Multi-Objective Learning for Diffusion Models: A Statistical Theory under Semi-Supervised Learning
Abstract Overview
This paper studies multi-objective learning for conditional diffusion models when paired data are limited but condition-only data are abundant. The authors formalize the problem through Pareto optimality across multiple target distributions and propose a two-stage semi-supervised procedure: train lightweight specialist models on scarce paired data, then generate pseudo-pairs to train a larger generalist model. The theory provides nonasymptotic generalization bounds for score matching and corresponding distribution-estimation guarantees, emphasizing how paired-sample requirements depend on specialist complexity rather than the larger generalist class. The analysis is also extended to diffusion policies in sequential decision making, where on-policy rollouts create distribution shift. Experiments on robotic manipulation and image restoration are used to check whether the predicted sample-efficiency advantages appear in practice.
Novelty
The distinctive contribution is a statistical theory for semi-supervised multi-objective learning in diffusion models, centered on a specialist-to-generalist training framework. The paper also extends this analysis to diffusion policies under distribution shift and presents what it describes as the first theoretical guarantee on the sub-optimality gap of diffusion policies in imitation learning.
Results
The main theoretical result is that, under the proposed two-stage procedure, the number of required paired samples scales with the complexity of the specialist classes, while abundant unlabeled conditions support training the larger generalist. For linear scalarizations, the paper derives sharper rates, and for diffusion policies it provides sub-optimality guarantees under on-policy distribution shift. Empirically, the semi-supervised method outperforms a labeled-only multi-task baseline across both robotics and image restoration settings, including stronger gains on some out-of-distribution robotics evaluations.
Key Points
- A two-stage semi-supervised pipeline trains per-objective specialist diffusion models from limited paired data and distills them into a generalist using pseudo-samples on abundant unlabeled conditions.

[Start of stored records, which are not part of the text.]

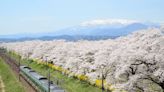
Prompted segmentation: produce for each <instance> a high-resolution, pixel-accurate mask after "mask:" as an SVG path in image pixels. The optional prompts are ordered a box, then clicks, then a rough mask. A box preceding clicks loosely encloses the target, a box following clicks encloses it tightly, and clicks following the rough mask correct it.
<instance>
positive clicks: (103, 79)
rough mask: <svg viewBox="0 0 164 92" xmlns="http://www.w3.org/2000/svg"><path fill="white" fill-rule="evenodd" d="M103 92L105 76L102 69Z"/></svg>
mask: <svg viewBox="0 0 164 92" xmlns="http://www.w3.org/2000/svg"><path fill="white" fill-rule="evenodd" d="M102 92H104V74H103V69H102Z"/></svg>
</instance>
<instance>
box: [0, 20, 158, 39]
mask: <svg viewBox="0 0 164 92" xmlns="http://www.w3.org/2000/svg"><path fill="white" fill-rule="evenodd" d="M151 27H156V28H158V27H160V24H157V23H146V22H140V21H136V20H125V19H99V20H91V21H86V22H82V23H81V24H80V25H78V26H74V27H70V28H65V29H62V30H58V31H54V32H49V33H38V34H30V35H29V34H16V35H7V36H0V38H10V39H13V38H14V39H17V40H19V39H20V38H21V40H22V38H23V40H26V39H27V40H29V39H30V40H32V39H41V40H52V39H65V40H81V39H85V40H100V39H109V38H116V37H119V36H125V35H127V34H130V33H132V32H134V31H137V30H143V29H147V28H151ZM10 39H9V40H10ZM3 40H4V39H3Z"/></svg>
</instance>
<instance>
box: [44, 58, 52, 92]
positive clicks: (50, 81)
mask: <svg viewBox="0 0 164 92" xmlns="http://www.w3.org/2000/svg"><path fill="white" fill-rule="evenodd" d="M45 60H46V68H47V70H48V73H47V77H48V92H50V82H51V81H50V70H49V68H48V60H47V56H46V57H45Z"/></svg>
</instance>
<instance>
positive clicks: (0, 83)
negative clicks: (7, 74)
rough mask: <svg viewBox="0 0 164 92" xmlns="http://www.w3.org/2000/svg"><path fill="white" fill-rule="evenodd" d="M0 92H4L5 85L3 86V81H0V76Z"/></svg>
mask: <svg viewBox="0 0 164 92" xmlns="http://www.w3.org/2000/svg"><path fill="white" fill-rule="evenodd" d="M0 92H5V85H4V83H3V81H2V78H1V76H0Z"/></svg>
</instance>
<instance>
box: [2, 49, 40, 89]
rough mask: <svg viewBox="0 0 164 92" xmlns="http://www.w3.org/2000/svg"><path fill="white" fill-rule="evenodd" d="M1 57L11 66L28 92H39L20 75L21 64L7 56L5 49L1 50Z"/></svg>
mask: <svg viewBox="0 0 164 92" xmlns="http://www.w3.org/2000/svg"><path fill="white" fill-rule="evenodd" d="M0 57H1V58H2V59H3V60H4V61H5V62H6V64H8V65H9V66H10V68H11V69H12V70H13V72H14V73H15V75H16V76H17V77H19V80H20V82H21V83H22V84H23V85H24V86H25V88H26V90H27V92H38V89H37V88H36V87H35V86H33V84H32V83H31V82H30V81H29V80H28V79H27V78H26V77H25V76H22V75H21V74H20V68H19V63H17V62H16V60H14V59H13V58H11V57H10V56H8V55H7V54H6V51H5V50H4V49H0Z"/></svg>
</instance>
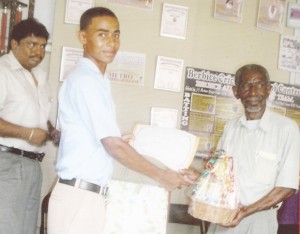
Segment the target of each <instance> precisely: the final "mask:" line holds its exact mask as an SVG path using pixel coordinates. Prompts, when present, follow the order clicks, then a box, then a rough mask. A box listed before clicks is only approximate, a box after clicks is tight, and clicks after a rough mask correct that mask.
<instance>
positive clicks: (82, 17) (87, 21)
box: [80, 7, 118, 30]
mask: <svg viewBox="0 0 300 234" xmlns="http://www.w3.org/2000/svg"><path fill="white" fill-rule="evenodd" d="M98 16H111V17H114V18H116V19H117V20H118V18H117V16H116V15H115V13H113V12H112V11H111V10H110V9H108V8H105V7H92V8H89V9H87V10H86V11H85V12H84V13H83V14H82V15H81V17H80V30H86V29H87V27H88V26H89V24H90V23H91V21H92V19H93V18H94V17H98Z"/></svg>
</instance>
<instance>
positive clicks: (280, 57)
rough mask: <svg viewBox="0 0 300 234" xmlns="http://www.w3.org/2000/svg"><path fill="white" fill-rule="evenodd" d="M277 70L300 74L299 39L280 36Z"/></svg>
mask: <svg viewBox="0 0 300 234" xmlns="http://www.w3.org/2000/svg"><path fill="white" fill-rule="evenodd" d="M278 68H279V69H283V70H287V71H290V72H298V73H299V72H300V37H296V36H287V35H281V39H280V47H279V58H278Z"/></svg>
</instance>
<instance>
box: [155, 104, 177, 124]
mask: <svg viewBox="0 0 300 234" xmlns="http://www.w3.org/2000/svg"><path fill="white" fill-rule="evenodd" d="M177 115H178V110H177V109H172V108H162V107H152V108H151V122H150V124H151V125H153V126H158V127H164V128H176V126H177Z"/></svg>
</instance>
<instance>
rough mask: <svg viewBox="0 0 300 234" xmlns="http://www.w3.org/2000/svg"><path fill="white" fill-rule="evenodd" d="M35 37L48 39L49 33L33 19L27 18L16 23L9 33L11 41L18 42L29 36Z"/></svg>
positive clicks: (39, 23) (46, 39) (43, 26)
mask: <svg viewBox="0 0 300 234" xmlns="http://www.w3.org/2000/svg"><path fill="white" fill-rule="evenodd" d="M32 35H34V36H36V37H42V38H45V39H46V41H48V39H49V32H48V31H47V29H46V27H45V26H44V25H43V24H41V23H40V22H39V21H38V20H37V19H35V18H28V19H25V20H21V21H20V22H19V23H17V24H16V25H15V26H14V28H13V30H12V33H11V40H12V39H14V40H16V41H17V42H20V41H21V40H22V39H24V38H26V37H29V36H32Z"/></svg>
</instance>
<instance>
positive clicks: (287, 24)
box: [287, 3, 300, 29]
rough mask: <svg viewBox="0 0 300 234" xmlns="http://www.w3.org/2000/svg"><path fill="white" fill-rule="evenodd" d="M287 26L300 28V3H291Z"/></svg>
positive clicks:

- The analysis gives generalization and total-variation guarantees showing that paired-sample complexity is tied to specialist model complexity rather than the larger generalist class, with improved rates for linear scalarizations.
- Experiments in robotic manipulation and CelebA-HQ inpainting show consistent improvements over a labeled-only multi-objective learning baseline, and the theory is further extended to diffusion policies facing rollout-induced distribution shift.